Tous les auteurs ont connu ça, mais la lettre d'Albufera révèle superbement la réaction d'un lecteur, pourtant cultivé et complice, devant une œuvre difficile. Elle permet de comprendre le soulagement de Proust quand il reçut une lettre de Jacques Rivière, le secrétaire de La NRF : "Enfin je trouve un lecteur qui devine que mon livre est un ouvrage dogmatique et une construction !"
"Ouvrage dogmatique", "construction": nous le savons, nous qui connaissons Le Temps retrouvé, nous qui ouvrons Swann en ayant conscience, qu'on le veuille ou non, du dénouement, mais les lecteurs de 1913 durent attendre jusqu'à 1927 pour qu'il leur fût enfin révélé, cinq ans après la mort de Proust.
Impossible de se remettre dans l'état d'esprit des premiers lecteurs de Du côté de chez Swann il y a cent ans. Ce titre même, qui nous semble aller de soi, les meilleurs amis de Proust le trouvèrent "peu harmonieux", "inconcevable tant c'est quelconque", "horrible", si bien que Proust se demanda s'il était bien "français". Nous n'entendons plus combien ce titre, appartenant à la langue parlée, était familier, rustique, désinvolte, osé.
Au reste, les premiers lecteurs ne firent pas mauvais accueil au roman. Proust avait eu grand-peine à se faire publier, ayant essuyé trois refus et dû enfin payer Grasset (environ 10 000 de nos euros de 2013), mais son livre se vendit honorablement, environ 3 000 exemplaires entre novembre 1913 et le 1er août 1914, jour de la mobilisation générale et de l'entrée dans un autre monde. Et Proust fut très vite mieux lu à l'étranger qu'en France. Parmi les premiers articles qui accueillirent Swann, les plus perspicaces furent en anglais et en italien, prédisant à l'auteur le destin de Stendhal et qu'il serait lu dans trente, cinquante, cent ans.
C'est le cas. Le siècle aura été proustien ; la renommée de l'écrivain n'a cessé de croître ; il est devenu un fétiche, en France, un peu partout dans le monde. À New York, où je suis, la semaine sera marquée par une lecture publique de Swann's Way à travers la ville.

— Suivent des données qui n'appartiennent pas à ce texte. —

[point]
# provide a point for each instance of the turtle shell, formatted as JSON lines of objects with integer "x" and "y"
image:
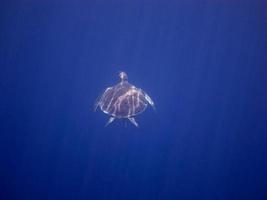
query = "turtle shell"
{"x": 123, "y": 100}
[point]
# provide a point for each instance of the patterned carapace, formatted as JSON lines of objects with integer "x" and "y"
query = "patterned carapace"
{"x": 123, "y": 100}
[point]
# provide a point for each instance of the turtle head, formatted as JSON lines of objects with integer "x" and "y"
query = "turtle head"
{"x": 123, "y": 76}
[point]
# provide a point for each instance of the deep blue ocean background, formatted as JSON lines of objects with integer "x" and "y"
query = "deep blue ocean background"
{"x": 203, "y": 62}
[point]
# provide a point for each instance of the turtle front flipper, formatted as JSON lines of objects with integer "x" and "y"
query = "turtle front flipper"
{"x": 111, "y": 119}
{"x": 149, "y": 100}
{"x": 133, "y": 121}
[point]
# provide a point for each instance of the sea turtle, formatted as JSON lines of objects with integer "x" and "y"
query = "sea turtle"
{"x": 123, "y": 100}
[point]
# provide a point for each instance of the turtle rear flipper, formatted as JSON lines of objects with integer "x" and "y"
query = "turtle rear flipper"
{"x": 111, "y": 119}
{"x": 133, "y": 121}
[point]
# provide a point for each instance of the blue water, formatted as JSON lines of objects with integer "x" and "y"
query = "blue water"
{"x": 203, "y": 63}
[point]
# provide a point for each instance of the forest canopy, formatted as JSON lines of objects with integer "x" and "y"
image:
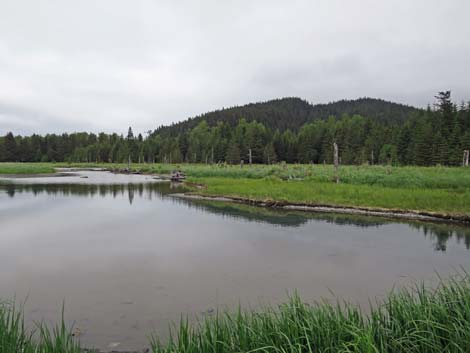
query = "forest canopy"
{"x": 366, "y": 130}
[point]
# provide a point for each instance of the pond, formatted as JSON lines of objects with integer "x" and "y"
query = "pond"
{"x": 127, "y": 258}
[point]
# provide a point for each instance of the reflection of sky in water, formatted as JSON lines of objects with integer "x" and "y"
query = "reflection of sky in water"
{"x": 128, "y": 258}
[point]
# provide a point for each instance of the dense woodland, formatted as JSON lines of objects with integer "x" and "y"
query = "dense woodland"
{"x": 290, "y": 129}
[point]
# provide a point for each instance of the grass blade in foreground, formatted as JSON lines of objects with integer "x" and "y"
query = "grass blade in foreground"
{"x": 15, "y": 338}
{"x": 409, "y": 320}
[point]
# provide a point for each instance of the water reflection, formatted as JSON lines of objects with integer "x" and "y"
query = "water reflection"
{"x": 142, "y": 190}
{"x": 438, "y": 233}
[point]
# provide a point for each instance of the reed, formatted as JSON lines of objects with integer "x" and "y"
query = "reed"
{"x": 416, "y": 319}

Mais ne nous voilons pas la face : seule une petite moitié des acheteurs de Swann se procure À l'ombre des jeunes filles en fleurs ; puis une nouvelle petite moitié des acquéreurs des Jeunes filles s'offre Le Côté de Guermantes. Ensuite, ça ne baisse plus, et, depuis le début, la régression est du même ordre : moins d'un quart des acheteurs de Swann - pour ne rien dire des lecteurs - ira jusqu'au bout de la Recherche.

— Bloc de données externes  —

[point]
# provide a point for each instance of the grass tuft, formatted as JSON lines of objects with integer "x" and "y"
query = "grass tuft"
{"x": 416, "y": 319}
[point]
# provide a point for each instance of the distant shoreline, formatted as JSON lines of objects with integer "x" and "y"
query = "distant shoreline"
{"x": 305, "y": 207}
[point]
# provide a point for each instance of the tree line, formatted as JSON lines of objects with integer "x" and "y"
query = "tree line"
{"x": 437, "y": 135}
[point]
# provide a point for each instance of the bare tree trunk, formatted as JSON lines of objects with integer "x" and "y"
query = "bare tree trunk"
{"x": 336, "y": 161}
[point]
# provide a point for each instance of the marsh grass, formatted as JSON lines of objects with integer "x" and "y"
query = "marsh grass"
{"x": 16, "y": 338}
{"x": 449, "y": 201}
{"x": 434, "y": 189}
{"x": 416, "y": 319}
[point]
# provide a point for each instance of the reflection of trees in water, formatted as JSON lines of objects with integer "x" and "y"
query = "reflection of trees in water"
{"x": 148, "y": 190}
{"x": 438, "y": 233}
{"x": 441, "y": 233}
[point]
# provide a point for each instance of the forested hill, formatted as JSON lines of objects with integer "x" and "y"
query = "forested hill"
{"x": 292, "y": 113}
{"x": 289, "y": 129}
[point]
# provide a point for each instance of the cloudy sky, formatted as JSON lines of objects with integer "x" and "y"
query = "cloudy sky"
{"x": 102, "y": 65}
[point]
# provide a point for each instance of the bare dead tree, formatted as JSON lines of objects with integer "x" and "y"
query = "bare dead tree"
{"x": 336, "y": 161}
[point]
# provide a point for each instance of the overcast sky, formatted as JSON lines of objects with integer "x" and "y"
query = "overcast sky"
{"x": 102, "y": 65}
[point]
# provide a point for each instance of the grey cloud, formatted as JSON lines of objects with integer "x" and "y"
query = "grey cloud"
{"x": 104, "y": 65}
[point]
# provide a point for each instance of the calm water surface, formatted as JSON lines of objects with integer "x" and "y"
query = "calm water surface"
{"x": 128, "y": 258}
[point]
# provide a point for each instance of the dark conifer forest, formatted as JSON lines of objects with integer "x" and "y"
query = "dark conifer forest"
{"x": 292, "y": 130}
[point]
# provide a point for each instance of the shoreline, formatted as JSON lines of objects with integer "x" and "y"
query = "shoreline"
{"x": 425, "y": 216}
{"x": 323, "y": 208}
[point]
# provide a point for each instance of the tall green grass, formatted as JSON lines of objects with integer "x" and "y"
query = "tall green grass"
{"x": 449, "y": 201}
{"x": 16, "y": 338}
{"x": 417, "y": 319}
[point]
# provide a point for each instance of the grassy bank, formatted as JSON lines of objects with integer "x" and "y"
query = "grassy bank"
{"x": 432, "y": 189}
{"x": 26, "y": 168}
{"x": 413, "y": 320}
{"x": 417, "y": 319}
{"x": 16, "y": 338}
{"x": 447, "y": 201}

Un vrai lecteur de Proust, c'est celui qui parvient au troisième volume et ne peut plus décrocher. Après le centenaire de Swann, n'omettons pas de célébrer la parution de chacun des six volumes suivants du roman, si nous voulons qu'ils soient lus eux aussi.
L'année 2014 met à l'honneur Marcel Proust pour le centenaire de Du côté de chez Swann.

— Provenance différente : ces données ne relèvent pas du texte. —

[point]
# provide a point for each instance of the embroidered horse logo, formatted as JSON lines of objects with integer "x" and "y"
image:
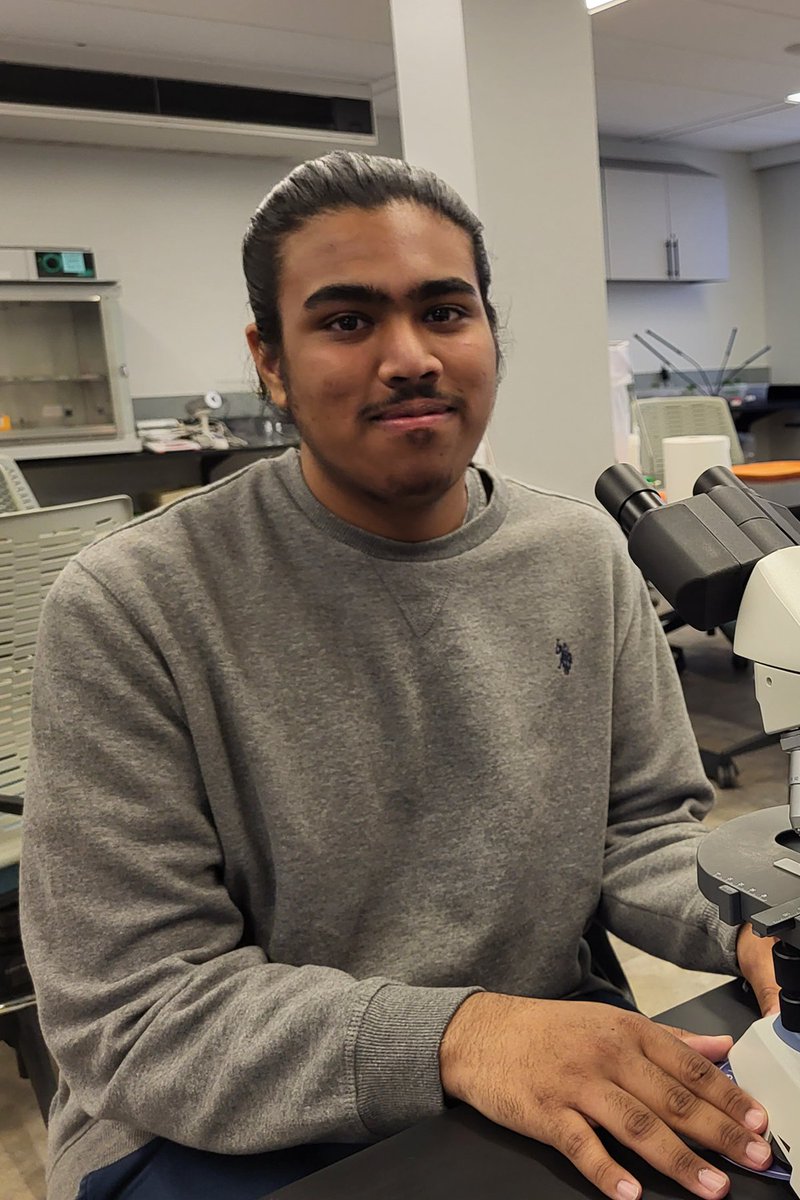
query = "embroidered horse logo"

Les admirateurs de Proust aimeraient pouvoir consulter le site qui reproduirait l'exposition Vermeer du musée du Jeu de Paume, visitée par l'écrivain en 1921. Au XXe siècle, peu de romanciers ont été aussi férus de peinture que le traducteur de Ruskin.
C'est une bonne idée d'exploiter le fait qu'Elstir, le personnage de peintre de La recherche du temps perdu, a été en partie inspiré par Bonnard (1867-1947), quasi contemporain de l'écrivain. Dans sa dernière édition de Du côté de chez Swann, la collection Folioplus classiques, édition pédagogique particulièrement destinée aux lycéens, associe au texte un de ses tableaux, La terrasse de Vernon, achevé en 1928. Sur une toile grand format, Bonnard représente un jardin à la végétation luxuriante longé par la Seine. Un peu comme dans la Vue de Delft, le tableau de Vermeer admiré par Proust au Jeu de Paume peu avant sa mort, un petit pan de mur jaune illumine la scène.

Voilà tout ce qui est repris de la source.